A native of the city of Pune in the western India state of Maharashtra, Deshpande began her Kathak dance training there when she was 10 years old and continued until she was 21 when she moved to the United States. Since then, she has gone from taking her passion for dance to a whole other level, producing and directing annual dance shows that re-tell popular stories through dance.
This year’s show, slated for 4-6 p.m.
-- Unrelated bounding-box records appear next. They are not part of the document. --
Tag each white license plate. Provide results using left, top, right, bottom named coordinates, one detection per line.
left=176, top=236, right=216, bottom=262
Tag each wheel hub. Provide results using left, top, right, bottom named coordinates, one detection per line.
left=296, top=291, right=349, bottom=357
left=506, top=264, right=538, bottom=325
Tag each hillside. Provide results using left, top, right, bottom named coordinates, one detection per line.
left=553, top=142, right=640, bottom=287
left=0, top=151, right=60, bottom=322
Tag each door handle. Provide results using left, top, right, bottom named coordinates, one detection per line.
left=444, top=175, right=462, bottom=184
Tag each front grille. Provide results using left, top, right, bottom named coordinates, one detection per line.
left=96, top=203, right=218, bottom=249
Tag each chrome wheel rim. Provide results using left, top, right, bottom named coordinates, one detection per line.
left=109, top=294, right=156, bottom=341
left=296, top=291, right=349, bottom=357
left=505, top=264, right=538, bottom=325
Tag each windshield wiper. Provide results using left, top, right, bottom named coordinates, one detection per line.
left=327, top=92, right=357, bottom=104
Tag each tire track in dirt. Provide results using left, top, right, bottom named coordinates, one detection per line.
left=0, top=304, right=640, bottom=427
Saturday in Smith Auditorium, is based on one of the lesser known themes from Arabian Nights, Ali Baba and the Forty Thieves.
“I changed the name to “Ali Baba and the Four Thieves” because we don’t have 40 thieves, we only have four,” Deshpande said with a chuckle.
She said she began teaching the Northern India classical dance form Kathak in Los Alamos when her daughter Ashvini Vaidya turned 6 in 2004. Deshpande’s goal was to share aspects of her roots with Vaidya but soon several friends and their daughters joined the group, which expanded enough for Deshpande to stage major productions over the last few years to showcase her students.
The popularity of the annual productions such as Cinderella, Aladdin, Beauty and the Beast and Doll Story, a version of Toy Story, has made it necessary for the shows to be presented at Smith Auditorium.
Deshpande said she adapted the story of Ali Baba to be family friendly while keeping the basic elements. She said she wove in Indian dances and recruited guest dancers from the community. Saturday’s show will include belly-dancing, Bollywood Fusion by Dance Arts Los Alamos, folk dances from India and Bharatnatyam, a southern India classical dance form.
“Ali Baba and the Four Thieves” promises drama, tons of color and a lot of bling in an interesting combination of storytelling and dance with lots of different types of costumes,” Deshpande said. “She said the four thieves in the show are all graduating Los Alamos High School seniors, which is bitter sweet for her. She is not identifying the “thieves” until the performance.
No tickets are required for Saturday’s show but donations of cash or checks will be accepted to benefit the YMCA Thrissur’s Education and Skill Development Program for Children at Risk. The suggested donation is $10 for adults and $5 for children 10 and under. Indian snacks also will be sold during the intermission.
Deshpande’s dance class held at The Family YMCA is comprised of dancers from five to 50 years old. The beginners class is 3-4 p.m. and the intermediate/seniors class is 4-5 p.m. Deshpande invites community members to stop by and observe to see if they are interested in joining the class. She said her “big city” friends are surprised to hear that 50 percent of her dancers are non-Indian.
“People in Los Alamos are open to and interested in other cultures and are excited to learn Indian dance,” Deshpande said.